In college tennis, the one point from a victory in doubles play seems insignificant considering teams need four points to win the match, but as the Michigan women’s tennis team found, winning doubles comes with various benefits.
The 11th-ranked Wolverines faced off against Rutgers on Saturday and Maryland on Sunday in two Big Ten matchups. In both matches, Michigan won the doubles point and went on to win, 7-0 and 6-1, respectively.
“When you win the doubles point, you’re more likely to win overall,” said Michigan coach Ronni Bernstein. “It is tough to win four singles. It’s not impossible, but in our four losses this year, we lost the doubles point.”
At the No. 1 slot, freshmen Brienne Minor and Kate Fahey ousted their foes with an early 5-0 game surge. Then, sophomores Alex Najarian and Mira Ruder-Hook prevailed with a 6-2 outcome in the No. 2 pairing.
The sophomore duo’s victory secured the doubles point and gave Michigan a crucial early advantage.
“In terms of momentum, having positive energy going into the singles is really key,” Fahey said. “Against Duke, we lost the doubles point and were down, but this weekend the doubles point really helped us.”
Doubles matches come first, so their outcomes can affect the team in the singles portion of the match.
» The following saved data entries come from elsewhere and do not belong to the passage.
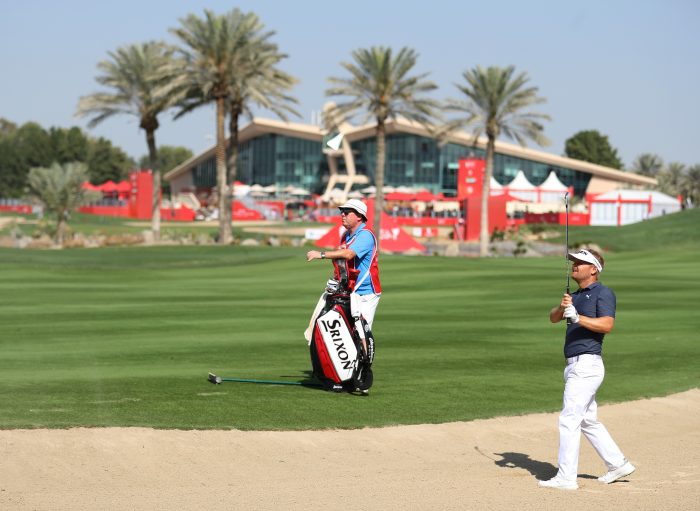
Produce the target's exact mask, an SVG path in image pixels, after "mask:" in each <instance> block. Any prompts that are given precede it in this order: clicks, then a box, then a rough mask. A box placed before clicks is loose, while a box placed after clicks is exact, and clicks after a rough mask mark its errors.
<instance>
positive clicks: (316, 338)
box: [314, 324, 340, 383]
mask: <svg viewBox="0 0 700 511" xmlns="http://www.w3.org/2000/svg"><path fill="white" fill-rule="evenodd" d="M314 344H315V346H316V355H317V356H318V362H319V364H321V370H322V371H323V375H324V376H325V377H326V378H328V379H329V380H331V381H333V382H335V383H340V377H339V376H338V373H337V372H336V370H335V367H334V366H333V361H332V360H331V356H330V355H329V354H328V350H327V349H326V343H325V342H323V336H322V335H321V330H320V329H319V328H318V324H316V325H315V326H314Z"/></svg>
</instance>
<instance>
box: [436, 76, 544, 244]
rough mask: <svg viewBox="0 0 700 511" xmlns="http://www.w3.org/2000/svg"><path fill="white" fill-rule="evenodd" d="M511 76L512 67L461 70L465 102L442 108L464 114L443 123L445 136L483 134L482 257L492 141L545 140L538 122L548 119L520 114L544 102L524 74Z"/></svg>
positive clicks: (452, 102) (536, 90) (520, 141)
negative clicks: (483, 168) (469, 131)
mask: <svg viewBox="0 0 700 511" xmlns="http://www.w3.org/2000/svg"><path fill="white" fill-rule="evenodd" d="M514 75H515V67H514V66H508V67H505V68H501V67H495V66H492V67H488V68H486V69H484V68H482V67H481V66H477V67H476V68H474V69H470V70H468V71H465V72H464V73H463V74H462V76H463V77H464V79H465V81H466V82H467V83H466V84H465V85H459V84H457V88H458V89H459V91H460V92H461V93H462V94H464V95H465V96H466V100H454V99H451V100H448V101H447V104H446V106H445V109H446V110H448V111H454V112H460V113H462V114H466V117H462V118H458V119H455V120H453V121H450V122H448V123H447V125H446V126H445V128H444V132H445V133H449V132H451V131H454V130H456V129H460V128H466V129H471V130H472V134H473V135H474V141H475V142H476V139H477V138H478V137H480V136H481V135H482V134H484V133H486V138H487V144H486V174H485V175H484V181H483V188H482V197H481V227H480V234H479V244H480V247H479V251H480V254H481V256H482V257H484V256H486V255H488V243H489V229H488V227H489V219H488V211H489V210H488V201H489V188H490V184H491V176H492V175H493V157H494V154H495V149H496V139H497V138H498V137H499V136H500V135H501V134H503V135H505V136H506V137H508V138H511V139H514V140H516V141H517V142H518V143H519V144H520V145H521V146H523V147H524V146H525V142H526V140H527V139H531V140H533V141H535V142H536V143H537V144H539V145H547V144H549V141H548V140H547V139H546V138H545V136H544V135H543V132H544V127H543V126H542V124H541V123H540V121H541V120H550V117H549V116H548V115H546V114H542V113H536V112H530V111H528V112H523V110H524V109H525V108H528V107H530V106H531V105H535V104H539V103H544V102H545V101H546V100H545V99H544V98H541V97H539V96H537V91H538V88H537V87H528V86H527V82H528V81H529V78H528V76H527V73H520V74H518V75H517V76H514Z"/></svg>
If a player makes various mistakes in the first, they may be prone to make those mistakes in the higher-stakes singles matches.
“There’s a big difference in the match going in (to the singles) being down 0-1 or being up 1-0,” said senior Ronit Yurovsky. “Especially when the match gets close, that one point could be a deciding point. It gives you a bit of a momentum shift — you feel good going into the singles match.”
It is no surprise then, according to Yurovsky’s theory, that the Wolverines grabbed five wins and one loss in the singles matches after defeating the Terrapins in doubles play. With that majority of points, Michigan triumphed over Maryland to notch its eighth-straight win.
The Wolverines are tied for first in the Big Ten with Ohio State and Northwestern, and will look to continue to use the doubles point as a catalyst for success.